Los investigadores de ciberseguridad de Proofpoint han publicado nuevos datos del grupo proiraní TA453, conocido como Charming Kitten, y sus ataques a expertos en asuntos exteriores y seguridad nuclear en Oriente Próximo. En estas campañas más recientes, los atacantes han adoptado técnicas y desplegado distintos archivos, además de dirigirse a nuevos sistemas operativos, incluyendo envíos de malware para Mac.
Según la investigación de Proofpoint, TA453 siempre iniciaba el contacto a través de correos electrónicos inofensivos, suplantando la identidad de varias personas y hablando de otros expertos para establecer una relación de confianza con sus objetivos. En uno de los casos, enmascarándose como miembro del Royal United Services Institute, formado por expertos en defensa y seguridad de Reino Unido, el grupo TA453 escribió por correo electrónico a mediados de mayo a un especialista en seguridad nuclear de un think tank estadounidense acerca de un supuesto proyecto sobre Irán en el contexto de la seguridad mundial.
Las cuentas utilizadas para estas conversaciones de ciberespionaje podrían haber sido creadas por los ciberdelincuentes y no comprometidas, optando por desplegar cadenas de infección con archivos LNK en vez de utilizar documentos Word con macros. Proofpoint ha constatado asimismo el enfoque multicloud que seguía TA453 con el objetivo de desbaratar los esfuerzos de cazadores de amenazas, como demuestra el uso de Google Scripts, Dropbox y CleverApps. Independientemente del método de infección, este grupo de ciberdelincuentes ha demostrado una vez más que sigue trabajando activamente en pos de sus objetivos de reconocimiento intrusivo y no autorizado para recopilar información de individuos altamente seleccionados.

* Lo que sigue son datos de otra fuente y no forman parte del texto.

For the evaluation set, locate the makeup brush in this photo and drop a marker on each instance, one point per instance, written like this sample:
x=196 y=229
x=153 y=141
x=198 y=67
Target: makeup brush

“La capacidad y la voluntad que tiene TA453 para dedicar recursos a nuevas herramientas con las que comprometer a sus objetivos ejemplifica la persistencia de las ciberamenazas alineadas con los intereses de un estado”, apuntan desde el equipo de investigación de Proofpoint. “Los continuos esfuerzos de este grupo de ciberdelincuencia proiraní por iterar cadenas de infección mediante las que eludir los controles de seguridad demuestran lo importante que es una defensa sólida e informada para frustrar incluso a los adversarios más avanzados”.